TRIBUNNEWS.COM - Seorang juru bicara otoritas transisi baru Suriah telah menimbulkan kemarahan luas setelah pernyataan kontroversial tentang peran dan dugaan “sifat” perempuan dalam wawancara sebuah program TV.
"Seorang wanita merupakan elemen penting dan terhormat dalam masyarakat, tetapi tugasnya harus sesuai dengan peran yang dapat dijalankannya," buka Obeida Arnaout , juru bicara otoritas politik baru Suriah kepada stasiun televisi Lebanon Al-Jadeed.
"Misalnya, jika kita katakan seorang wanita bertanggung jawab atas kementerian pertahanan, apakah ini sesuai dengan keberadaannya dan sifat psikologis serta biologisnya? Tidak diragukan lagi bahwa ini tidak sesuai, " ucapnya.
"Bisakah dia menjalankan tugas dan tanggung jawab yang melekat pada peran ini seperti seorang pria? Menurut saya, dia tidak bisa."
Arnaout menambahkan bahwa perempuan akan diizinkan untuk mengambil "peran apa pun yang dapat mereka lakukan", dan mengatakan bahwa peran yang diizinkan akan "ditentukan oleh komite konstitusional".
Ia juga mengatakan, wanita Kristen dan wanita dari sekte lainnya tidak akan dipaksa mengenakan jilbab, setelah pemimpin HTS Ahmad Al-Sharaa memicu kontroversi dengan meminta seorang wanita non-hijabi untuk mengenakan jilbab di hadapannya.
Ketika ditanya apakah perempuan akan dibolehkan menjabat sebagai hakim, Arnaout mengelak.
"Terkait apakah seorang perempuan dapat menduduki jabatan peradilan, ini bisa menjadi bidang studi dan penelitian bagi para spesialis.
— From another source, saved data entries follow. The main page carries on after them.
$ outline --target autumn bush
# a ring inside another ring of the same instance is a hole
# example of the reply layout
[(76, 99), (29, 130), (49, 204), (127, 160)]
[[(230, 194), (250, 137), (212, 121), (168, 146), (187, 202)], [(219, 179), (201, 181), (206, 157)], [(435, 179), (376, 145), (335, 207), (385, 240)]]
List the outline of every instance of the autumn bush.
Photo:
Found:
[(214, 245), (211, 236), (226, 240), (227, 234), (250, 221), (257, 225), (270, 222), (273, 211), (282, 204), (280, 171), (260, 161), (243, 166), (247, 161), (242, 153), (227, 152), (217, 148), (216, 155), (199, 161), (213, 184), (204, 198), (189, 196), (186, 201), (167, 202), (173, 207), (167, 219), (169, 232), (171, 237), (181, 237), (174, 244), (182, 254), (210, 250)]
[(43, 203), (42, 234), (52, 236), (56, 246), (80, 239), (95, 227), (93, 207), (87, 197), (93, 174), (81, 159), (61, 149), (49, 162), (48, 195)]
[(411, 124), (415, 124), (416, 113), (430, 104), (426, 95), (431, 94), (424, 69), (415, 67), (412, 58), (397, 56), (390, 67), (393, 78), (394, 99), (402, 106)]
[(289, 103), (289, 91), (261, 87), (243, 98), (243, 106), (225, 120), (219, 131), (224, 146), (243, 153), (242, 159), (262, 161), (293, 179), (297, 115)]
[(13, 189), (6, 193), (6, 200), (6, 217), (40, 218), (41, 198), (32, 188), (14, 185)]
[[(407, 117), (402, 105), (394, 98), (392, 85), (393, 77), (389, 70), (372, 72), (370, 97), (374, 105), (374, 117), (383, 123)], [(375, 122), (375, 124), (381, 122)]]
Masih terlalu dini untuk membicarakan hal seperti ini sejauh menyangkut perempuan," katanya.
Adapun sejak memimpin serangan pemberontak yang menggulingkan diktator lama Suriah Bashar al-Assad, kelompok Islam Hayat Tahrir al-Sham telah berupaya memberikan jaminan bahwa mereka akan menghormati hak-hak perempuan dan kaum minoritas di Suriah yang baru.
Dalam wawancara dengan BBC pada hari Rabu, Al-Sharaa mengatakan bahwa pendidikan bagi perempuan akan terus berlanjut dan Suriah tidak akan diperintah seperti Afghanistan yang diperintah Taliban.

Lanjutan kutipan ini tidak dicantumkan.